Ignorance might be bliss for investors toward their advisers’ legal role. While investors report satisfaction of service from their financial professionals, investors do not understand the difference between fiduciary and suitability requirements, according to the latest The Cerulli Edge Advisor Edition. As Cerulli says, “It is hard to know if these satisfaction levels would remain so high if the investors were to more clearly understand the actual differences between a suitability standard and a fiduciary standard.’
According to Cerulli, a majority of investors believe that brokers and financial advisers are required to disclose any conflicts of interest they encounter. Citing data from the RAND Corporation, the report says 42% of investors believe brokers are obligated to act in a client’s best interest at all times. While many brokers of course do act in the best interest of their clients, they are not required to under suitability regulations, the report notes.
When broken down by type of financial adviser, more than half of investors believe that financial advisers or consultants are required by law to act in the client’s best interest, as well as to disclose any conflicts of interest (59% and 57%, respectively). The numbers are similar with financial planners (55% and 51%), brokers (42% and 58%), and investment advisers (49% and 62%).
Of course, the many different names for the category Cerulli broadly refers to as “financial adviser’ can confuse the financial industry and investors alike. The legal role of what investors call their financial adviser is not always immediately clear. Cerulli outlines the different fiduciary/suitability requirements, which might also be baffling, especially as the role of the adviser is evolving and merging. For instance, a dually registered adviser/firm (a rising category of adviser) is a fiduciary when conducting fee business and falls under suitability requirements when conducting transactional business.

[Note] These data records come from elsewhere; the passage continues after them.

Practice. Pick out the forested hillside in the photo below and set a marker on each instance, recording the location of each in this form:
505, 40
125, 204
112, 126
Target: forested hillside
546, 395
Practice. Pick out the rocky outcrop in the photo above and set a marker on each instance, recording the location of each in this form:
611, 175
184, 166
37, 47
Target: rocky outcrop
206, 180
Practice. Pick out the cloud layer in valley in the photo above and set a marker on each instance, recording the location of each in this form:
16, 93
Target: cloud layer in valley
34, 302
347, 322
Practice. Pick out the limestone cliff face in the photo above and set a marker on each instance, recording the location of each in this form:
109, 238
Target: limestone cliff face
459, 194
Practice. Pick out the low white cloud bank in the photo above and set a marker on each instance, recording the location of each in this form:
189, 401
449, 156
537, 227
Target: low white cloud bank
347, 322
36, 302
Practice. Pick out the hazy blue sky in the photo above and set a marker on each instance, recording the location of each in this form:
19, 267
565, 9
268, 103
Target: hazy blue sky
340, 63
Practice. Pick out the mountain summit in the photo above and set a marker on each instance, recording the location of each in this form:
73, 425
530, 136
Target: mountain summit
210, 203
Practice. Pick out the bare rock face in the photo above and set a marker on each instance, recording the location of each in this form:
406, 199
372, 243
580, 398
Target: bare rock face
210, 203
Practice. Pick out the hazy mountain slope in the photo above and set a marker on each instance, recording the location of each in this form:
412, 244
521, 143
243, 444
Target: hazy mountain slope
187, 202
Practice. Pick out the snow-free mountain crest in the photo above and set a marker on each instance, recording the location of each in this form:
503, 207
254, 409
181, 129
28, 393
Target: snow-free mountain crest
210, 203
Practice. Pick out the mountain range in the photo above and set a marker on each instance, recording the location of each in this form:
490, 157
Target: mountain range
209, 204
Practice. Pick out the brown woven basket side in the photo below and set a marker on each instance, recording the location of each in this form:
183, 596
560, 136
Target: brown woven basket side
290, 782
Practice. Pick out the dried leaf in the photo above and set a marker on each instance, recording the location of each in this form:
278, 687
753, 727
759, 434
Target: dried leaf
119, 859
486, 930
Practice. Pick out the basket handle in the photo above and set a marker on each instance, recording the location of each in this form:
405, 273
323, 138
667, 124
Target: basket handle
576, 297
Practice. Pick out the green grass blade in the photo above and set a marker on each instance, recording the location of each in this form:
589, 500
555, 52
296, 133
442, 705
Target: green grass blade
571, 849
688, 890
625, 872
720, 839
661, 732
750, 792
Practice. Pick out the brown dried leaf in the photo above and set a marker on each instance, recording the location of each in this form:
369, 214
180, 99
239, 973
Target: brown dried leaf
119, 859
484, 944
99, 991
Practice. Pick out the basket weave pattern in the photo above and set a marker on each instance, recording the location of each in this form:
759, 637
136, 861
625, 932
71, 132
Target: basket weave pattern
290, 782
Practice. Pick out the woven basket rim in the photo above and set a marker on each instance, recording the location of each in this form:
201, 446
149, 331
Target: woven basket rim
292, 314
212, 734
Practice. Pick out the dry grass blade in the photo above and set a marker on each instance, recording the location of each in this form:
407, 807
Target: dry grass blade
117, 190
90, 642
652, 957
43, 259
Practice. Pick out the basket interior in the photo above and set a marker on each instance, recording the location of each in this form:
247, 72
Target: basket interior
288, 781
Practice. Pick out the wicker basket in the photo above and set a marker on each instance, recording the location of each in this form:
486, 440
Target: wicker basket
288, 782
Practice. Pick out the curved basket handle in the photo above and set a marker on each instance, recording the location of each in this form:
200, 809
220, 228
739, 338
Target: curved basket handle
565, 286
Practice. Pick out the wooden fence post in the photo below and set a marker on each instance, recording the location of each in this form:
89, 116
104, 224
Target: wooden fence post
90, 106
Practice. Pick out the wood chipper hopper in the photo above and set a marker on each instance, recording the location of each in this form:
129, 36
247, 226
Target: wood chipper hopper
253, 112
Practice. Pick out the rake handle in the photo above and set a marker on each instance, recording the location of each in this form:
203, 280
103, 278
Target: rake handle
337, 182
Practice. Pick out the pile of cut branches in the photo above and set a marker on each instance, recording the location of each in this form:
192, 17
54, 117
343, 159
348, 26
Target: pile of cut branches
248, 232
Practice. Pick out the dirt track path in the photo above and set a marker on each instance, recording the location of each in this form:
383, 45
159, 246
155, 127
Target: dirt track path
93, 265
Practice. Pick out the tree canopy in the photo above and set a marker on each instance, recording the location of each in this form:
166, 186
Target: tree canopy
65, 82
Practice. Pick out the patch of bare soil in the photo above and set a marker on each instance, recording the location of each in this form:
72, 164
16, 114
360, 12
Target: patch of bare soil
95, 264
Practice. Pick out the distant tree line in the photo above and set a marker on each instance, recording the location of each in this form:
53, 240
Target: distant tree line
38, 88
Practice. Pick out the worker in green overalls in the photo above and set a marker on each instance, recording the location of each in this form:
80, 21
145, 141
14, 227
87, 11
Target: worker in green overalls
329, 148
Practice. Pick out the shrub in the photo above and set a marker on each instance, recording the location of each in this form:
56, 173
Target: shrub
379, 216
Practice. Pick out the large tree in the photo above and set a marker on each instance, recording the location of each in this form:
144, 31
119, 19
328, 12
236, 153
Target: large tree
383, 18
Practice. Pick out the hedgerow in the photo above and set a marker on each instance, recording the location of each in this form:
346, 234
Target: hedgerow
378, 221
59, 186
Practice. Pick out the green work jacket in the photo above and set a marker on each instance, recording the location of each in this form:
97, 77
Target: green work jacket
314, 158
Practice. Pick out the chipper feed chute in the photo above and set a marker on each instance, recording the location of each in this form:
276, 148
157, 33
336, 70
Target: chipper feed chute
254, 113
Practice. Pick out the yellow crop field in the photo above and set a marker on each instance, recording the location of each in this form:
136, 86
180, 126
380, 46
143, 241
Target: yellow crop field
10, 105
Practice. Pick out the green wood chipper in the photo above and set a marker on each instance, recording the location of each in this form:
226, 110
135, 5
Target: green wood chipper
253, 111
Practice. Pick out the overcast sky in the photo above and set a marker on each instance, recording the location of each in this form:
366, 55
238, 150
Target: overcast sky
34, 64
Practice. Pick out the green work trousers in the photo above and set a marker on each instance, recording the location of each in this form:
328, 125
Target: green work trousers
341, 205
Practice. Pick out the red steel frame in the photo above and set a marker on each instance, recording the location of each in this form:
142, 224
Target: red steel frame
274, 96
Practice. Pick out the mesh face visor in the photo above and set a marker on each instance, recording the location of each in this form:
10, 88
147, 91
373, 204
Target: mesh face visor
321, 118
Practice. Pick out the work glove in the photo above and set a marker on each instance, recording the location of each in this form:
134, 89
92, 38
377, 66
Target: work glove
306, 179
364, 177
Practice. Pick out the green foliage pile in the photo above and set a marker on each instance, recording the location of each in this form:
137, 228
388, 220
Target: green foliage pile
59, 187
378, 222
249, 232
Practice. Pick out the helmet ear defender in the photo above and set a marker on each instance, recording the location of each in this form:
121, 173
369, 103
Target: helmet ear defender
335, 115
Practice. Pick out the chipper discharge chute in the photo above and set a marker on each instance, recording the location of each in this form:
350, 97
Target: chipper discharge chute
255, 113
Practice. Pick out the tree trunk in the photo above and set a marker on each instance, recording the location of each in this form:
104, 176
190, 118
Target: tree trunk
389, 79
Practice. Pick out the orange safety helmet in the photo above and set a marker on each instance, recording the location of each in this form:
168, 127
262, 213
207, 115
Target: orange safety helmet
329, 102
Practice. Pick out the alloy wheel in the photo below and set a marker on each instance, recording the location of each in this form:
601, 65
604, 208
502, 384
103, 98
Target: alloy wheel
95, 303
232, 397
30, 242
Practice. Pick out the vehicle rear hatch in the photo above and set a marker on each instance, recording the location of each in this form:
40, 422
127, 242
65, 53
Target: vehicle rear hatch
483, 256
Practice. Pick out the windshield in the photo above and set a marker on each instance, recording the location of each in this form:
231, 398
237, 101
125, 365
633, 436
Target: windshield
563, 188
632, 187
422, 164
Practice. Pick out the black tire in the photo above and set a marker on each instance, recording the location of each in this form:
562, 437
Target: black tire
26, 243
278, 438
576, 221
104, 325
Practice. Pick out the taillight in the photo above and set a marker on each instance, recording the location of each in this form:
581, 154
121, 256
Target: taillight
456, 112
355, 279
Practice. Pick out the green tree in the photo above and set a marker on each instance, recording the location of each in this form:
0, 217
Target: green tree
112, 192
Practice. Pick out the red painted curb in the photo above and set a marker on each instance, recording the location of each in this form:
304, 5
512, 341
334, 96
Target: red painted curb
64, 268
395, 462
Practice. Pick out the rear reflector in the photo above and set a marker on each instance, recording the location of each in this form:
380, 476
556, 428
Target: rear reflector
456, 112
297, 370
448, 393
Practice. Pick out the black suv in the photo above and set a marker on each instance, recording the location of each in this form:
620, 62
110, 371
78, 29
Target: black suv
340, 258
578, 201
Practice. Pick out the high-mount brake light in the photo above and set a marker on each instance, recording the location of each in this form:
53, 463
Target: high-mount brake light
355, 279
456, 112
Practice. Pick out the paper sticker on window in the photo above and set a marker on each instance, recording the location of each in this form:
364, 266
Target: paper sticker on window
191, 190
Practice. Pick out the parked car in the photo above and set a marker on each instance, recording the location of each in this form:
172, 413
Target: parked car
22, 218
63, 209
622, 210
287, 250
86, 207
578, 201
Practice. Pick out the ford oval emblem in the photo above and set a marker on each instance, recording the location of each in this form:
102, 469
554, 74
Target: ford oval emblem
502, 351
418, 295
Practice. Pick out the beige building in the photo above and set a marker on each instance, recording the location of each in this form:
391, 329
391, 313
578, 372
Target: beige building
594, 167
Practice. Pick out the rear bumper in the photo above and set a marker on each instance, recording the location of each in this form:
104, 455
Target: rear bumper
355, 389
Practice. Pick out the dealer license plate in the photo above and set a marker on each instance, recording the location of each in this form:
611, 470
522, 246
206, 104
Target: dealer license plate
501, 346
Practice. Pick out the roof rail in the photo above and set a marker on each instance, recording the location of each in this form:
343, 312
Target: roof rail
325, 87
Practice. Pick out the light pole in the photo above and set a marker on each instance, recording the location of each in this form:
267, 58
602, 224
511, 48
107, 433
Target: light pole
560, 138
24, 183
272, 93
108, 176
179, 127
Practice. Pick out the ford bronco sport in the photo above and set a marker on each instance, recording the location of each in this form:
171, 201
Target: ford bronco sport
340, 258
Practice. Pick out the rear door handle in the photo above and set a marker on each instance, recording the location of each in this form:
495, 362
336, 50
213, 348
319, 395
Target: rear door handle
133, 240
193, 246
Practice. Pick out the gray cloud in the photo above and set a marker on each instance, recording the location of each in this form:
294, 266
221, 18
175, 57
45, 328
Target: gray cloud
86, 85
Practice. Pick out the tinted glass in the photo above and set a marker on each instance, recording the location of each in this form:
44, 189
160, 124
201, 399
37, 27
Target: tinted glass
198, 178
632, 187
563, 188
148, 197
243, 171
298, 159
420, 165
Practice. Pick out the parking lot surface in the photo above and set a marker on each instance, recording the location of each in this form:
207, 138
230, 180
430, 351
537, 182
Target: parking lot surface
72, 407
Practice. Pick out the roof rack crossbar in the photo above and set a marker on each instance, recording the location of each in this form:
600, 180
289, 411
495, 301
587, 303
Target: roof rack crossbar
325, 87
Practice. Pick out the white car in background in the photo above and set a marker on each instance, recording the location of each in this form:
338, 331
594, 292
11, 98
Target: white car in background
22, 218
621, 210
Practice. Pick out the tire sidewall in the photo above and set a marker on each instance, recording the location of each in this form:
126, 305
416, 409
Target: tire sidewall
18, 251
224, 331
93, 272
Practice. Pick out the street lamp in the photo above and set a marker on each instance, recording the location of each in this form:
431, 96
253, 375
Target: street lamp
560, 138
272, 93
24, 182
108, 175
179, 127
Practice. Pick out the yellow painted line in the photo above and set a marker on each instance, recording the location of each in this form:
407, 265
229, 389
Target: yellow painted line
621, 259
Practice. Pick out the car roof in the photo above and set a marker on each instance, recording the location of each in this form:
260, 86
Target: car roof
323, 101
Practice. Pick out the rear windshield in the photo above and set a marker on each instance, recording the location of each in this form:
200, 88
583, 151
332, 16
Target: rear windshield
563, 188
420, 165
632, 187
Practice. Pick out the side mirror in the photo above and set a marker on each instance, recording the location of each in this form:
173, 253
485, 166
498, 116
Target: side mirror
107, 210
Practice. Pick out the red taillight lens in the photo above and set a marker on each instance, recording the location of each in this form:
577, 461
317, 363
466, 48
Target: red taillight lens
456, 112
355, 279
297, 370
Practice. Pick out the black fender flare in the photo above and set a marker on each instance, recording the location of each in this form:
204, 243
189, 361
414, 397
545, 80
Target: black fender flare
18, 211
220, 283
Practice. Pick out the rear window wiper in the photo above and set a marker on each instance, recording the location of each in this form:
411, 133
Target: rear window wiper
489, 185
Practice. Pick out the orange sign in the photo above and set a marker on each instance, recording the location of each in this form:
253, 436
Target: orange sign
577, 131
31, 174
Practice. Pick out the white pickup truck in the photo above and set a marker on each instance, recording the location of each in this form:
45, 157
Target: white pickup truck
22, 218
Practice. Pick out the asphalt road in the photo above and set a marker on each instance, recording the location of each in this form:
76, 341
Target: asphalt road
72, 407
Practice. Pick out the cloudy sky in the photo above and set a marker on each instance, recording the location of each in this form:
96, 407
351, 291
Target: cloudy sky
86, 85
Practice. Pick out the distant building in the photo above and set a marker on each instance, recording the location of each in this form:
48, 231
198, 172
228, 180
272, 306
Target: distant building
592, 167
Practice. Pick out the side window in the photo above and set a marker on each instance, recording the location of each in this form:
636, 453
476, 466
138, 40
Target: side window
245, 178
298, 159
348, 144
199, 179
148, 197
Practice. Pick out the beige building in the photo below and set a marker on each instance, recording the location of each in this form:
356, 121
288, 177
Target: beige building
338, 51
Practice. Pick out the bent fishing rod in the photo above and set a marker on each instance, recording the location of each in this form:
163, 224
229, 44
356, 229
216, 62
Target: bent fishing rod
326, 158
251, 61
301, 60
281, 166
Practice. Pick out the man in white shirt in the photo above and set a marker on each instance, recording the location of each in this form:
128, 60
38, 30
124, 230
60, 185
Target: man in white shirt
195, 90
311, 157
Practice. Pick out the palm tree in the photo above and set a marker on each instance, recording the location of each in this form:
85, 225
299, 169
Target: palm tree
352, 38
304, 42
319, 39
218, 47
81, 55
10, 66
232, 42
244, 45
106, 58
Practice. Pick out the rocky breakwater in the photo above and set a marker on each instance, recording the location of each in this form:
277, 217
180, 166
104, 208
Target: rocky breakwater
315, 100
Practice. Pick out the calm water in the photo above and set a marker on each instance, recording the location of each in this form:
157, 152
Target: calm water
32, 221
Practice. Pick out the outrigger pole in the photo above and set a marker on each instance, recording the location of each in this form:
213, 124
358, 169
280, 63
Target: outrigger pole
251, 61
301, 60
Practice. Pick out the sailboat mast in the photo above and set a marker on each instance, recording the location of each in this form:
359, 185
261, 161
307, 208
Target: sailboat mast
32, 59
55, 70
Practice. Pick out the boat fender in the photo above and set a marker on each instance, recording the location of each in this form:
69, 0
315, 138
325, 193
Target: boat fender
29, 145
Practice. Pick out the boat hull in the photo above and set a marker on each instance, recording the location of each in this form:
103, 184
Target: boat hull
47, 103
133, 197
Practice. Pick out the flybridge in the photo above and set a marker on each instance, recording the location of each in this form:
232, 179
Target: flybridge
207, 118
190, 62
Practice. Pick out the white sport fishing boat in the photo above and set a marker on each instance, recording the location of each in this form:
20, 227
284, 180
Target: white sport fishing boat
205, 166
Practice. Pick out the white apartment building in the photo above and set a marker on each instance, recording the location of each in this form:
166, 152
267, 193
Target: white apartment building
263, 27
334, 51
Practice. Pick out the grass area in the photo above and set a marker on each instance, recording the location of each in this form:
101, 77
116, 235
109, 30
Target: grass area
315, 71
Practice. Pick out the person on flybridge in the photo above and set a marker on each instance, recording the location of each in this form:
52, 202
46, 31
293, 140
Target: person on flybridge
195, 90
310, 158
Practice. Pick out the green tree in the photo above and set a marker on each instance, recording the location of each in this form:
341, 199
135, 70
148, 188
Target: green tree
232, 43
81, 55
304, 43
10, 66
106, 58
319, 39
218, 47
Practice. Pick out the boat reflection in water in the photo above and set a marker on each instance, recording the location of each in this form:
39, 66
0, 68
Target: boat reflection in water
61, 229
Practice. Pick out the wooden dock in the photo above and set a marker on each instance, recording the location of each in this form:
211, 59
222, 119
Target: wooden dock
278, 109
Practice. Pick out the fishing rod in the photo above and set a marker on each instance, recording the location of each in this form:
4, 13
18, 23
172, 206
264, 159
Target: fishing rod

No role appears to be overwhelmingly clear-cut, so it’s no wonder clients simply expect their adviser to act in the best interest of the client. The report summarizes the role of the investment adviser as: “Always put the best interest of the client first, and be sure to disclose any possible conflict of interest. However, these standards are not mandated at all times under FINRA’s suitability standards.’
In conclusion, Cerulli suggests that disputing the public’s widely held assumption that all variations of financial professionals are held to the same fiduciary standard would be counterproductive to the industry. Rather, the report says, the financial advisory profession should continue to keep the best interest of the client in mind and move toward making these expectations a reality.